Johannes Eggestein scheint beim SV Werder Bremen trotz erfolgreicher Sommervorbereitung weiterhin perspektivlos. Cheftrainer Florian Kohfeldt hat seine Lieblinge und wird den Youngster auch in der kommenden Saison womöglich kaum beachten. Eine Leihe würde Sinn ergeben. Macht Jojo Eggestein noch den Abflug?


Trotz starker Vorbereitung samt vier erzielter Tore muss sich Werders Eigengewächs Jojo Eggestein weiterhin hinten anstellen. Nachdem der Flügelflitzer gen Ende der Saison gar auf der Tribüne Platz nahm, beförderte Kohfeldt ihn zum Saisonauftakt gegen Hertha BSC immerhin auf die Bank. Zudem durfte Eggestein für eine Minute im Pokalspiel gegen Jena ran. Eine kleine Wertschätzung, die der Entwicklung und Leistung des Jungspunds aber alles andere als gerecht wird.


"Er arbeitet wirklich sehr intensiv, macht vieles individuell, hat im Athletik-Bereich viel getan. Er ist ein Vollprofi", lobt Clemens Fritz, Werders Leiter Profifußball und Scouting, seinen Schützling via Weserkurier. Nachdem Kohfeldts Plan, Eggestein zum Mittelfeldspieler umzuschulen, nach hinten losging, stürmt der 22-Jährige seit der Vorbereitung wieder äußerst erfolgreich auf der linken Flügelseite oder als zweite Spitze im Sturm.
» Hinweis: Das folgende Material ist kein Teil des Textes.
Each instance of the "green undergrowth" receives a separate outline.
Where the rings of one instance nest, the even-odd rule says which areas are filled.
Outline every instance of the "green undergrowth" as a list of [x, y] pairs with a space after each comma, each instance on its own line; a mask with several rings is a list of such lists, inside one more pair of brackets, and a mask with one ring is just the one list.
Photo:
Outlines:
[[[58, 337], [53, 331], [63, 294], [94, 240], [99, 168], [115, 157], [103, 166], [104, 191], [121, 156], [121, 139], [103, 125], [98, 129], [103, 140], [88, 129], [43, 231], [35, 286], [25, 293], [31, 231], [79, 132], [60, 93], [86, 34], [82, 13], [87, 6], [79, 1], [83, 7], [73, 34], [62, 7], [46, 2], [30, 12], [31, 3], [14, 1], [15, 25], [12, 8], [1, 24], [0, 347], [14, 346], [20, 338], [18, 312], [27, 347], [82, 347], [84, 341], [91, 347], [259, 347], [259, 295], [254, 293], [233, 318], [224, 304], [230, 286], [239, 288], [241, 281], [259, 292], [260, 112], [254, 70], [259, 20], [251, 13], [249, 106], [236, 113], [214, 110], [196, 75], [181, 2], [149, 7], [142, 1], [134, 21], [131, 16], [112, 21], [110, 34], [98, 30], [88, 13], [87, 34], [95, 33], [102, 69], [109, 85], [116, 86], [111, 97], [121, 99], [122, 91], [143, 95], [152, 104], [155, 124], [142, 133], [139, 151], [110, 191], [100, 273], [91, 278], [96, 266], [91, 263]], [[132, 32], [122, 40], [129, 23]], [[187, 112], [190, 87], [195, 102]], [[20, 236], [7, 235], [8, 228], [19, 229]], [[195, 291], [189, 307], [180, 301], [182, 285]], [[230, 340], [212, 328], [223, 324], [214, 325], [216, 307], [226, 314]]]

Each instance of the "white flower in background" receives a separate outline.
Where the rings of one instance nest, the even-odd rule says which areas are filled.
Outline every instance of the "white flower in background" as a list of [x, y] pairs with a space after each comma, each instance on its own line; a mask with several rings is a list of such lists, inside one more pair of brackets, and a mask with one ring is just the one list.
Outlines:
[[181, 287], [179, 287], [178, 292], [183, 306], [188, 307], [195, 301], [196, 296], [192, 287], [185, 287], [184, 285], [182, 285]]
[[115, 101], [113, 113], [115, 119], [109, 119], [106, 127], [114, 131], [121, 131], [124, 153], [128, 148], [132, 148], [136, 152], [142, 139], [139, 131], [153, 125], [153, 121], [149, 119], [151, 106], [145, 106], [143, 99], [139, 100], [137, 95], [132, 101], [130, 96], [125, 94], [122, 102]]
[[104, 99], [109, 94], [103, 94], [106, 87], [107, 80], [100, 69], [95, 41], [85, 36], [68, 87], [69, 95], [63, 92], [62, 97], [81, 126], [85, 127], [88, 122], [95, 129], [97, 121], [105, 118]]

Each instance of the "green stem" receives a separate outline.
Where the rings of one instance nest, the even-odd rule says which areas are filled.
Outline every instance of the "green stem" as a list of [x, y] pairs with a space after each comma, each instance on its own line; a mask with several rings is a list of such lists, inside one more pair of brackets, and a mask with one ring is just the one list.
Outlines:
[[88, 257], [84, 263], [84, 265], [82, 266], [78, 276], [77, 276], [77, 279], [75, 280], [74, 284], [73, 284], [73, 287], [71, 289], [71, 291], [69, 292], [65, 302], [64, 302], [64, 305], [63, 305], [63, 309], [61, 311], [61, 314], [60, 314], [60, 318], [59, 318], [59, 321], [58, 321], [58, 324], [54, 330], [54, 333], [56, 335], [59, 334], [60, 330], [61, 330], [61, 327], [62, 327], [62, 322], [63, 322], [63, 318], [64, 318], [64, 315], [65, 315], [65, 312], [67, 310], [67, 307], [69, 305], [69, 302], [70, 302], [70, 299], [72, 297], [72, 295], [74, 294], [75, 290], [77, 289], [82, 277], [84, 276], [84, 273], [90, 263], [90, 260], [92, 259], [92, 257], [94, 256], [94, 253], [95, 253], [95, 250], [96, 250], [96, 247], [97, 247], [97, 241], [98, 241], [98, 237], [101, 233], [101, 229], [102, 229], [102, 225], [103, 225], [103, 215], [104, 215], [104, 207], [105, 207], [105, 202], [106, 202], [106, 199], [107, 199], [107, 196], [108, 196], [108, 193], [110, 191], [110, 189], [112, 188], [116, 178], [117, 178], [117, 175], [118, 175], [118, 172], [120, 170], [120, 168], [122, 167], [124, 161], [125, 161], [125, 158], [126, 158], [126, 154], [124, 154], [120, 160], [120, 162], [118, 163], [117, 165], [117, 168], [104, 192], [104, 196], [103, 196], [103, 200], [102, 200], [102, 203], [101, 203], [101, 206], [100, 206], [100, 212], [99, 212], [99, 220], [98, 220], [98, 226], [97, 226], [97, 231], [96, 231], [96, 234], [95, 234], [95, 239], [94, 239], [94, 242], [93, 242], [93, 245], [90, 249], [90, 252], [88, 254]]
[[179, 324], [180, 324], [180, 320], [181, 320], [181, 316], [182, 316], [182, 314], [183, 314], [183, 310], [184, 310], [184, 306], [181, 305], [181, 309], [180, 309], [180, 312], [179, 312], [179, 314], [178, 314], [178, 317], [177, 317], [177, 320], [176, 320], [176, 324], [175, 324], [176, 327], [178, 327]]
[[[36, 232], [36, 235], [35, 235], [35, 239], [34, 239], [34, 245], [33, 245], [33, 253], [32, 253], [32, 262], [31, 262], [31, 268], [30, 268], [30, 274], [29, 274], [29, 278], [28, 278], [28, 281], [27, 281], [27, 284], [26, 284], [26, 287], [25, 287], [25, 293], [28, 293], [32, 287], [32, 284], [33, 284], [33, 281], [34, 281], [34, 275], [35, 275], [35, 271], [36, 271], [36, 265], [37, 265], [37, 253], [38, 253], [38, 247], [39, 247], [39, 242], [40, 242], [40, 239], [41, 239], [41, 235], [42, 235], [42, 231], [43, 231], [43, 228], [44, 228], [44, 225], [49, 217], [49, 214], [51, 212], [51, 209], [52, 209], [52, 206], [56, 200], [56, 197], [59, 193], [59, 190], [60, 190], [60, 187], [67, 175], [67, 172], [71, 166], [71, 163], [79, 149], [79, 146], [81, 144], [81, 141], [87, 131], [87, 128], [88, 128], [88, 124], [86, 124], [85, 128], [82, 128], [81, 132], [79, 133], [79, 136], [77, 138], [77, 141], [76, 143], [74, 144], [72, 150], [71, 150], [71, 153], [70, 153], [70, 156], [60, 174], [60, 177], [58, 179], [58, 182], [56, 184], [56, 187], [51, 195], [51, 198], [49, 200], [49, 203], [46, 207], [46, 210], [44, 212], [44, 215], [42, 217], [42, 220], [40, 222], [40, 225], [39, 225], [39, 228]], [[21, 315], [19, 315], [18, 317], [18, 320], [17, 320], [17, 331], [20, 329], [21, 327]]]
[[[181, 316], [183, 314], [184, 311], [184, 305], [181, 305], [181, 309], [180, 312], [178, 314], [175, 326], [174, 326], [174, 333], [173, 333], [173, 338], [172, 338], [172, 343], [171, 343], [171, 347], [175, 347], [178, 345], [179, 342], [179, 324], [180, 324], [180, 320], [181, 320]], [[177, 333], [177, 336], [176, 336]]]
Jojo Eggestein in Bremen weiter perspektivlos


Dennoch bekam Trainer-Liebling Josh Sargent gegen Hertha auf der linken Außenbahn den Vortritt - und das, obwohl der US-Boy eigentlich als zentraler Stürmer oder über die rechte Seite agiert. Jojo Eggesteins Perspektive unter Kohfeldt scheint sich trotz erfolgreicher Vorbereitung nicht verbessert zu haben. Dabei benötigt der Bremer Flügelflitzer zwingend Spielpraxis, um in den U21-Nationalkader für Olympia 2021 berufen zu werden.


Für ein Engagement bei Olympia 2021 benötigt Eggestein vor allem eins: Spielpraxis!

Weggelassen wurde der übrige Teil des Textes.